Hamur yemezsek kafamız basmıyor
- Boylarınız çok uzun kıyafet bulmakta sıkıntı çekiyor musunuz?
- Maja Poljak: Kilo sorunumuz yok, bizim derdimiz boy. Türkiye'de pek az mağazada aradıklarımızı bulabiliyoruz. En büyük sorun, ayakkabı bulamamak, aramızda 45 numara giyen var. Unisex model giyiyorlar ya da bir şeyi çok beğenirlerse özel yaptırıyorlar.
- Bu işin en güzel tarafı istediğinizi yiyebiliyor olmanız değil mi?
- B.K: Aslında çok abartmıyoruz, biz her öğün çorba, salata, et ve kesinlikle makarna, pilav gibi karbonhidratlı yiyecekler ile tatlı yiyoruz. Bunları yemeden, bizi hiçbir güç sahaya çıkartamaz. Ama kışın güneş olmadığı için biz de hantallaşabiliyoruz. Bizim her ay yağ, kas ölçümlerimiz yapılıyor. Biraz kilo aldıysak biz de dikkat ediyoruz.
- Nasıl dikkat ediyorsunuz, rejim ya da sporla değil herhalde?
- E.G: Kilo aldığını hisseden biraz tatlısını ya da etini azaltıyor. Hatta çayını şekerle içen, iki bardak az içtinğinde hemen kilo veriyor. Ama karbonhidratı azaltmak bir opsiyon değil. Biz hamur yemezsek kafamız basmıyor.
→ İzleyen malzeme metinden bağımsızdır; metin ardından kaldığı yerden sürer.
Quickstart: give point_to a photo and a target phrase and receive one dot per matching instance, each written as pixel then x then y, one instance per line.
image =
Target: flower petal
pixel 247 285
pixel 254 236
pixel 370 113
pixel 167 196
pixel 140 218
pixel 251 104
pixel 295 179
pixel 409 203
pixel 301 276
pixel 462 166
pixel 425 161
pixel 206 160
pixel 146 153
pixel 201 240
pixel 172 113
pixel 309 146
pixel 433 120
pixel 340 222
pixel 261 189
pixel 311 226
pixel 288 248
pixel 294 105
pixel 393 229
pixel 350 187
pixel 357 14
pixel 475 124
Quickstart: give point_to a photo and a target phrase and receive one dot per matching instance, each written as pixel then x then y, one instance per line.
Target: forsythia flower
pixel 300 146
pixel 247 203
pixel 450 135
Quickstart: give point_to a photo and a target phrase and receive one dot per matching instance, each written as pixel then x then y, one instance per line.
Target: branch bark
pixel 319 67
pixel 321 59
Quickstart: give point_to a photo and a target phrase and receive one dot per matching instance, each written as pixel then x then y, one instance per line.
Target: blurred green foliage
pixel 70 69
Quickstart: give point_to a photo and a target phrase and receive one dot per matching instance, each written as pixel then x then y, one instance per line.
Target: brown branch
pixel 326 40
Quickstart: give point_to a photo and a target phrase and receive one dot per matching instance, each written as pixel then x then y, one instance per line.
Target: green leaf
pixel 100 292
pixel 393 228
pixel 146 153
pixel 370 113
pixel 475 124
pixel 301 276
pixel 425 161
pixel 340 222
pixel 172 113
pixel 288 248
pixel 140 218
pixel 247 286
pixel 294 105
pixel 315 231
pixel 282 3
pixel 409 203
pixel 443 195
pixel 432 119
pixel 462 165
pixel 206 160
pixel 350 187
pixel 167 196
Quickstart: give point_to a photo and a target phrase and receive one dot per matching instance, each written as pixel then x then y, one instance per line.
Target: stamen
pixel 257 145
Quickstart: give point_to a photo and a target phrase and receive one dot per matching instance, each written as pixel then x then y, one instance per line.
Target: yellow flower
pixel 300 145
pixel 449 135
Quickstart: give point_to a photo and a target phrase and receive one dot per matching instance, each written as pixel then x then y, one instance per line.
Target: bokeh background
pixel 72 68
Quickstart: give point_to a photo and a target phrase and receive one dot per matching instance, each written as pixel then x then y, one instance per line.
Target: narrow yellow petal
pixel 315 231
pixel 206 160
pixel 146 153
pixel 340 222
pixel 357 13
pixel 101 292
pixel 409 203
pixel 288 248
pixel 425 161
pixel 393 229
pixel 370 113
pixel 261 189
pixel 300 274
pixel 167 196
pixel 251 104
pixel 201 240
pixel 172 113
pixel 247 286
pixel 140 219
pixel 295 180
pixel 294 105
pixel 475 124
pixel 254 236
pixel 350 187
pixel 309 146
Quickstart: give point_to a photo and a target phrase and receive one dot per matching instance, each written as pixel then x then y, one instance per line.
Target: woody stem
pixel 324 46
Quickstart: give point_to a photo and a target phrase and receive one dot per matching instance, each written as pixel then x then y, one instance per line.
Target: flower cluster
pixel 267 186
Moralimizi düzeltmek için alışverişe gideriz
- Alışverişe çok para harcıyor musunuz?
- B.K: Kadınların hiçbir bahaneye ihtiyacı yoktur, her saniye alışveriş yapabilirler, ama bizim bir de haklı bahanemiz oluyor. Kaybettiğimizde, moralimizi düzeltmek için kendimizi alışverişe veriyoruz.
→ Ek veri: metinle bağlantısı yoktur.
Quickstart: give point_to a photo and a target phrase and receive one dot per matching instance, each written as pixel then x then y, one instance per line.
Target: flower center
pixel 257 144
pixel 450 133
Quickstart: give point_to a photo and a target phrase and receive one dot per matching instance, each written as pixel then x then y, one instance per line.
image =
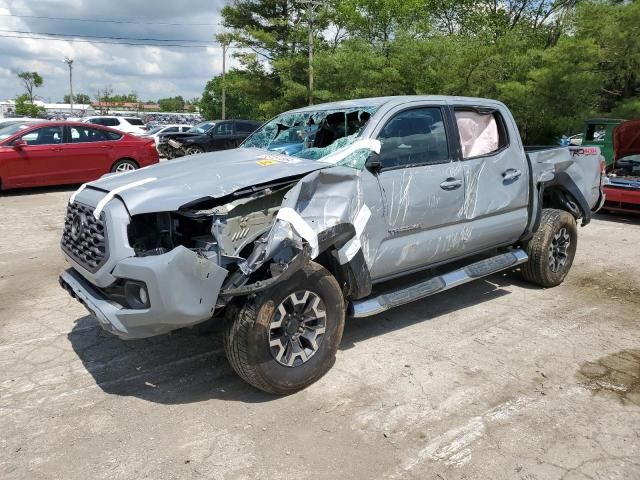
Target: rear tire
pixel 552 249
pixel 124 165
pixel 286 338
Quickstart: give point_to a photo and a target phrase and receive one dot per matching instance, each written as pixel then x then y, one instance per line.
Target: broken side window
pixel 480 133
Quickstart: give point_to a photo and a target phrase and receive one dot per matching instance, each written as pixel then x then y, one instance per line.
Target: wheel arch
pixel 125 158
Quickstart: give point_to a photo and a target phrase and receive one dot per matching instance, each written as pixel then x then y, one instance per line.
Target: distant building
pixel 7 108
pixel 126 106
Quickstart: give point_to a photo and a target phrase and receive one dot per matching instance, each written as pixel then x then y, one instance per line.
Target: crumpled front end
pixel 144 273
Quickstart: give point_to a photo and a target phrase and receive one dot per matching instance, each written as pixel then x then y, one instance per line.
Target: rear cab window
pixel 88 135
pixel 44 136
pixel 481 131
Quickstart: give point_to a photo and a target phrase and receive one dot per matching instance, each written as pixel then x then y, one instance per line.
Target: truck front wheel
pixel 286 338
pixel 552 248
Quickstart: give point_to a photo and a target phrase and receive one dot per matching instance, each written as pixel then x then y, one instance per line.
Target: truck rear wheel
pixel 551 249
pixel 286 338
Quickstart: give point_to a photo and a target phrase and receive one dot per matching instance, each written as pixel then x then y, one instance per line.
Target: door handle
pixel 451 183
pixel 511 175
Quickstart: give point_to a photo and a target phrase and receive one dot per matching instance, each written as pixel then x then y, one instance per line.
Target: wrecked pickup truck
pixel 386 201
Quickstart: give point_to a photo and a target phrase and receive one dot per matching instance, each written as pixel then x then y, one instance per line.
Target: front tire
pixel 124 165
pixel 552 249
pixel 286 338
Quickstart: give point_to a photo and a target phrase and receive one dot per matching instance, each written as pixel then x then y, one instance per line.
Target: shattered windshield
pixel 316 135
pixel 203 127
- Ne sıklıkla alışveriş yapıyorsunuz?
- EG: Antrenmandan sonra soyunma odasında, klasik konuşmamız 'Bugün alışverişim geldi', 'Benim de ya', 'E hadi gidelim o zaman,' oluyor. Anlayın siz artık. Alışverişte de takım çalışmasından yanayız. Az zamanımız olduğu için, mağazaya girince önce bir zemin etüdü yapılır, mallar göze kestirilir, mağaza turu bitince hızlı deneme ve satın alma başlar.
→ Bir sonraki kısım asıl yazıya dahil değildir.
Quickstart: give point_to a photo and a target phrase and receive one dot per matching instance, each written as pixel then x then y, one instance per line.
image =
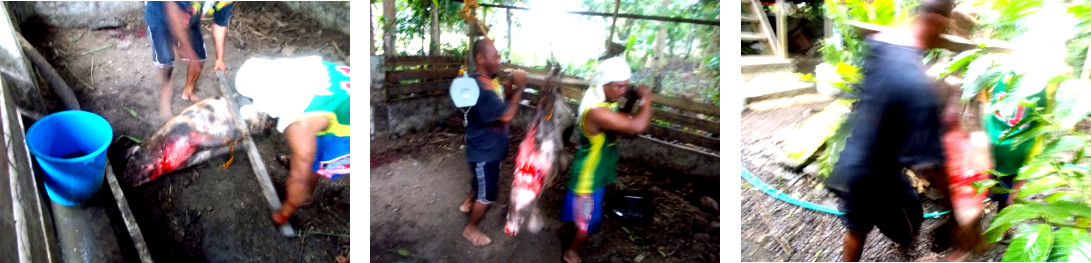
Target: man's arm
pixel 606 120
pixel 219 34
pixel 178 21
pixel 519 80
pixel 303 143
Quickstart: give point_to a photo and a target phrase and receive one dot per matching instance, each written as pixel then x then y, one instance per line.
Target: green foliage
pixel 1005 18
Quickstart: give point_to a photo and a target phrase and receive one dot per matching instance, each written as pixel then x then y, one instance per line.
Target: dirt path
pixel 206 213
pixel 776 230
pixel 418 181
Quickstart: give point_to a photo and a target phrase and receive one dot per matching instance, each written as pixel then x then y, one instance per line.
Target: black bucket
pixel 634 207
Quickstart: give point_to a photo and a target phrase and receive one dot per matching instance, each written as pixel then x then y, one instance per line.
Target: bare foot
pixel 466 206
pixel 928 259
pixel 476 237
pixel 191 97
pixel 957 255
pixel 571 256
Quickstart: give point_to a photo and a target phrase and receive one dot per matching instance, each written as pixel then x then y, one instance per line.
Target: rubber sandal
pixel 284 160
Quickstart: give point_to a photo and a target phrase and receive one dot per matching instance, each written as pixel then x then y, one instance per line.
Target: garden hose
pixel 783 196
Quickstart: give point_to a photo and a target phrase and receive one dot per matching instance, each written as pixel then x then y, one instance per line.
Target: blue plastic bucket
pixel 71 147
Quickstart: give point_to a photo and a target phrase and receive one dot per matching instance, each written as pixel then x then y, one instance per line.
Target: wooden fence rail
pixel 432 75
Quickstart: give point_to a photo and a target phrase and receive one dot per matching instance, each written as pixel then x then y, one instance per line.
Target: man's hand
pixel 519 78
pixel 219 66
pixel 644 92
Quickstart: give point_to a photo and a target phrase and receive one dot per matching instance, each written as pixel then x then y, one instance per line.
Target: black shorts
pixel 897 213
pixel 484 181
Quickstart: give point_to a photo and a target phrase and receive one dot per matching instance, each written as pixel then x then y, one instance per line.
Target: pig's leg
pixel 165 93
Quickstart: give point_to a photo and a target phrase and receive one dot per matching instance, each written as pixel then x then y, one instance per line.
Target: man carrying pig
pixel 487 134
pixel 310 99
pixel 897 126
pixel 596 160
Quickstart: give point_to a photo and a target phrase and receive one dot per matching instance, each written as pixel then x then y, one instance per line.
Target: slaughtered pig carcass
pixel 200 128
pixel 541 155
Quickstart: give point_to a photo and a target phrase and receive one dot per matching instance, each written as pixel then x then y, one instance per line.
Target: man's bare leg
pixel 471 232
pixel 465 207
pixel 191 80
pixel 299 191
pixel 853 246
pixel 165 93
pixel 572 255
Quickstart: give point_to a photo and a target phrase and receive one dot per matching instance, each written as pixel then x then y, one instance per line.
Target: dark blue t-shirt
pixel 897 123
pixel 154 12
pixel 486 135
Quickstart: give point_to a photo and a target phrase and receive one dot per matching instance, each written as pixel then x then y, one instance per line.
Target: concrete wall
pixel 333 15
pixel 409 115
pixel 72 14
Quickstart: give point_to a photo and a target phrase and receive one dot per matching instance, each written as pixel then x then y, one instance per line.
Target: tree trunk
pixel 388 28
pixel 508 56
pixel 660 43
pixel 435 31
pixel 371 24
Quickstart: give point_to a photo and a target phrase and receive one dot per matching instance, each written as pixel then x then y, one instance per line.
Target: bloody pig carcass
pixel 540 156
pixel 203 126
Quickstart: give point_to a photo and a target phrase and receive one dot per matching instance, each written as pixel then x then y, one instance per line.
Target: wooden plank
pixel 684 136
pixel 751 37
pixel 421 60
pixel 686 121
pixel 419 87
pixel 394 76
pixel 946 42
pixel 686 105
pixel 255 158
pixel 574 88
pixel 127 216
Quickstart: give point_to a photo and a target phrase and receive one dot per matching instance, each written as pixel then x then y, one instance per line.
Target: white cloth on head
pixel 280 87
pixel 610 70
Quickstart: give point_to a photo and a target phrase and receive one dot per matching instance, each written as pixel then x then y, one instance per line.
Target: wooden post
pixel 781 28
pixel 508 56
pixel 255 159
pixel 388 30
pixel 435 31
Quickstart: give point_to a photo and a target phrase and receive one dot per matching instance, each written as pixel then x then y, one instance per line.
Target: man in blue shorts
pixel 896 127
pixel 487 134
pixel 176 26
pixel 310 99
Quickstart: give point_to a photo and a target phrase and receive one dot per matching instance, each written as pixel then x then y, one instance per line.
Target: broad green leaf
pixel 1006 218
pixel 1030 134
pixel 1062 196
pixel 1064 144
pixel 1038 186
pixel 850 73
pixel 982 186
pixel 980 75
pixel 814 132
pixel 960 61
pixel 1035 170
pixel 998 190
pixel 1030 243
pixel 1071 244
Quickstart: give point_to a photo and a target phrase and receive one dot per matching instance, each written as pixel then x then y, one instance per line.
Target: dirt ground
pixel 206 213
pixel 419 180
pixel 776 230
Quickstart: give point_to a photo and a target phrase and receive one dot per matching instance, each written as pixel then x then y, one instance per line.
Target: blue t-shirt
pixel 486 135
pixel 220 11
pixel 896 123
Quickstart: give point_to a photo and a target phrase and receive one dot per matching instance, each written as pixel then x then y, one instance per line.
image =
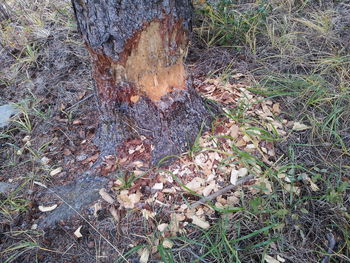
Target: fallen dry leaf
pixel 297 126
pixel 56 171
pixel 128 200
pixel 157 186
pixel 270 259
pixel 77 232
pixel 45 160
pixel 105 196
pixel 114 213
pixel 242 172
pixel 47 208
pixel 208 189
pixel 199 222
pixel 167 243
pixel 162 227
pixel 234 176
pixel 280 259
pixel 144 255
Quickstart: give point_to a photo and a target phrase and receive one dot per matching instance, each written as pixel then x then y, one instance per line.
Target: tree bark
pixel 137 49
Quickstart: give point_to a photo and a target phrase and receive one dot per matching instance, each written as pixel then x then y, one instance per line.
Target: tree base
pixel 171 124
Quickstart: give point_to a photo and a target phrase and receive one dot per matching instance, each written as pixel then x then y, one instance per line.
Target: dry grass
pixel 297 54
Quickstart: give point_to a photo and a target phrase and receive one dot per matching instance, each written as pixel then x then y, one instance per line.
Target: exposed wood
pixel 137 49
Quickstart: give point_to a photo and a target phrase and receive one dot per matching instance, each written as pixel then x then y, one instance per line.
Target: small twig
pixel 330 245
pixel 222 191
pixel 82 217
pixel 79 102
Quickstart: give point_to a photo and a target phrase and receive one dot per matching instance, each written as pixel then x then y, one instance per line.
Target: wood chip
pixel 47 208
pixel 162 227
pixel 199 222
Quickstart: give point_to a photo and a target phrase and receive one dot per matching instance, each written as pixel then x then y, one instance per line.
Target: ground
pixel 279 69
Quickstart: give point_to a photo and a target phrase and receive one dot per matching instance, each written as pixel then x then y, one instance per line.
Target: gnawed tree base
pixel 171 125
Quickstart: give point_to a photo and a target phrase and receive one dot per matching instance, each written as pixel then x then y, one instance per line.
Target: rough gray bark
pixel 137 49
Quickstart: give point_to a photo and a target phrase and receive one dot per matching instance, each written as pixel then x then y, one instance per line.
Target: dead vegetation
pixel 281 71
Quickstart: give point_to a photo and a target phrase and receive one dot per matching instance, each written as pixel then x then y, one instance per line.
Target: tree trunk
pixel 137 49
- Turnuvalarda sizi bir AVM'ye koysalar cennet olur.
- E.G: Gittiğimiz yerlerde, bizi AVM'ye bırakıyorlar, ama çok kısa zaman veriyorlar mesela iki saat. Her yeri turlayıp, göze kestirilenler hızla alınıyor.
- Burada da takım çalışması yapıyor musunuz?
- N.D: İyi bir şey bulan, takımın tamamına toplu mesaj atıyor: 'Şu mağazada, şunu buldum, şu kadara,' diye. Beş dakikada takımın tamamı o mağazada.
- En iyi buluşlar neyle ilgili oluyor?
- M.P: Ayakkabıda tabii. Mesajların çoğu 'Aman ayakkabıcı buldum, 42 numara varmış,' gibi oluyor.
- 'Birinin aldığını, diğeri alamaz,' gibi alışveriş kurallarınız var mı?
- N.D: Yok. Abartmıyoruz ama birbirimizin aldığını aldığımız zamanlar çok oluyor. Özellikle ayakkabıda. Giymeden önce konuşuyoruz, 'Bugün ben giyiyorum, sen giyme,' diyoruz.
Sadece çalışarak voleybolcu olunmaz
- Çocuğunuzu profesyonel sporcu yapar mısınız?
- N.D: İnsanların çalıştığı firmalarda takım ruhunu, empatiyi aşılamak için bin tane takla atılıyor, Voleybol oynayınca çok küçük yaştan itibaren bunları öğreniyorsunuz. Takım çalışmasını, empatiyi, halden anlamayı, yalnız başınıza bir yere gelemeyeceğinizi biliyorsunuz. Bu yüzden elit sporcu olmasa da, spor yapsın kesin isteriz.
- Voleybolcu olmak için yetenek ne kadar önemli?
- B.K: Boy ve yetenek bir araya geldiğinde voleybolda mucizeler olur. Sadece yetenekliyseniz, idare edersiniz. Sadece boy olduğunda, bir şeyler öğretmek için zorlarlar. Bu ikisinden biri yoksa sizden voleybolcu olmaz.
- Çok çalışmak yeterli değil yani?
- B.K: Yetenek ve boy varsa, üstüne çok çalışmak gerekir. Voleybol, diğerlerinden farklı olarak gerçek bir takım sporudur, kendi beceriniz yetmiyor, antrenman yapmak için küçük de olsa takımlar şart.